Where bushes are allowed to grow in or inside of the ditches along the portion of the right of way of which the corporation assumes actual control, so as to obstruct the view of an engineer on an approaching train, a greater degree of care does devolve upon the company, just as we have said in Hinkle v. R. R., (decided at this term), that where a company suffers cars or other obstructions to be placed on a sidetrack so as to shut off the view of a moving train from a traveler driving (364) towards a crossing on the line, it is negligence in an engineer to fail to give notice of his approach. 19 Am. Eng. R. Cases, 312, notes and authorities cited; R. R. v. Moody, 45 Am. Eng. R. C., 254, and notes; 527, et seq.,
We think that the court below erred in fixing upon corporations the duty of removing obstructions, such as weeds or cornstalks, that are incident to the ordinary course of husbandry outside of the portions of the right of way, including sidetracks under the actual control of the companies. It is, of course, the duty of the company to construct the road properly and in such a manner as will not expose travelers to needless dangers.

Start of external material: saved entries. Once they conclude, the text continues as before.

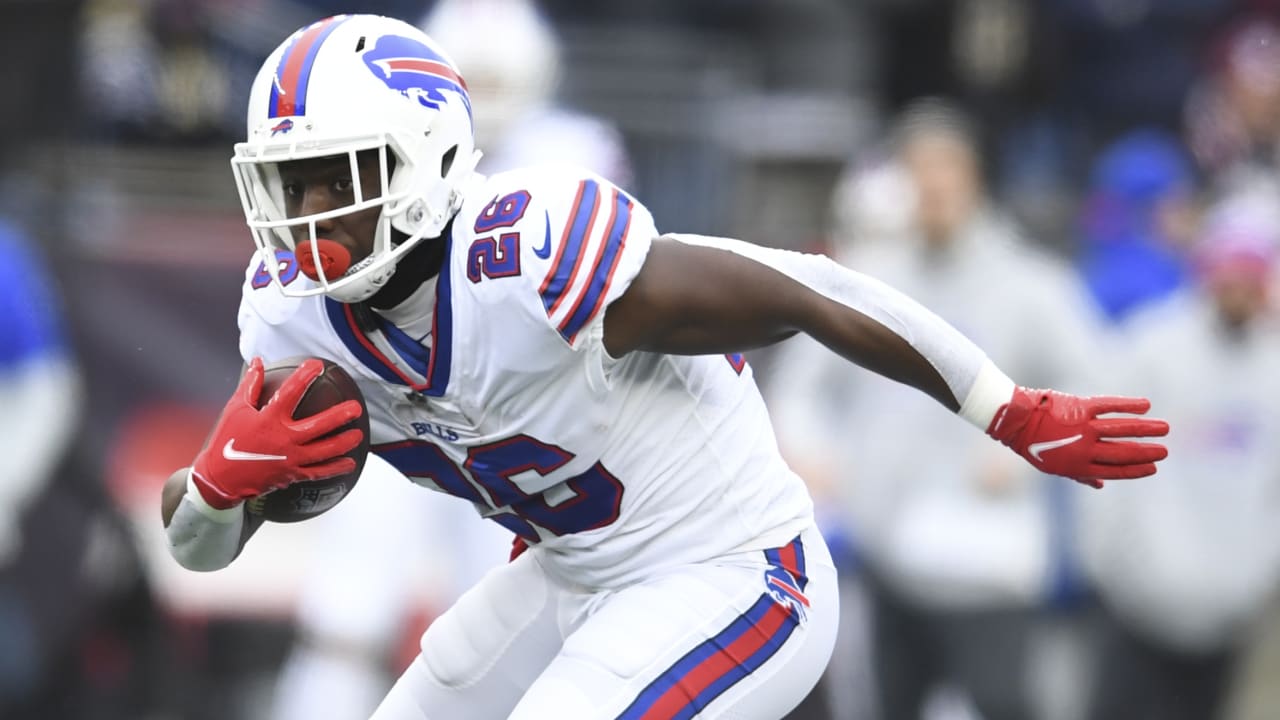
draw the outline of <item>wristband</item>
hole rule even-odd
[[[960,405],[960,417],[986,432],[996,413],[1013,398],[1016,387],[1013,380],[988,359],[978,370],[969,394]]]
[[[190,502],[191,506],[198,510],[201,515],[216,523],[225,525],[235,522],[236,518],[240,516],[240,507],[243,503],[236,503],[226,509],[210,505],[209,501],[205,500],[204,495],[200,493],[200,488],[196,485],[195,478],[192,477],[193,474],[194,471],[191,468],[187,468],[187,502]]]

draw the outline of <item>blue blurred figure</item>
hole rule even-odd
[[[1112,321],[1183,286],[1182,229],[1194,184],[1171,136],[1138,130],[1103,151],[1081,213],[1080,271]]]
[[[19,516],[70,436],[75,377],[43,265],[26,237],[0,220],[0,566],[18,551]]]
[[[0,715],[14,717],[60,662],[47,601],[33,592],[23,518],[64,457],[75,427],[74,364],[53,287],[26,236],[0,220]],[[40,543],[35,543],[44,547]],[[47,547],[45,548],[47,550]],[[44,557],[44,562],[58,558]]]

It is incumbent on them, as we have said, to remove all trees from the right of way, and also any structure that is liable to fall upon passing trains or upon the track so as to obstruct it. But in our case, the question is as to their duty in reference to the right of way outside of the track and ditches, and after the completion of the road in reference to weeds and bushes that may spring up while the land is being cultivated with ordinary care.
There was error, for which the defendant is entitled to a new trial.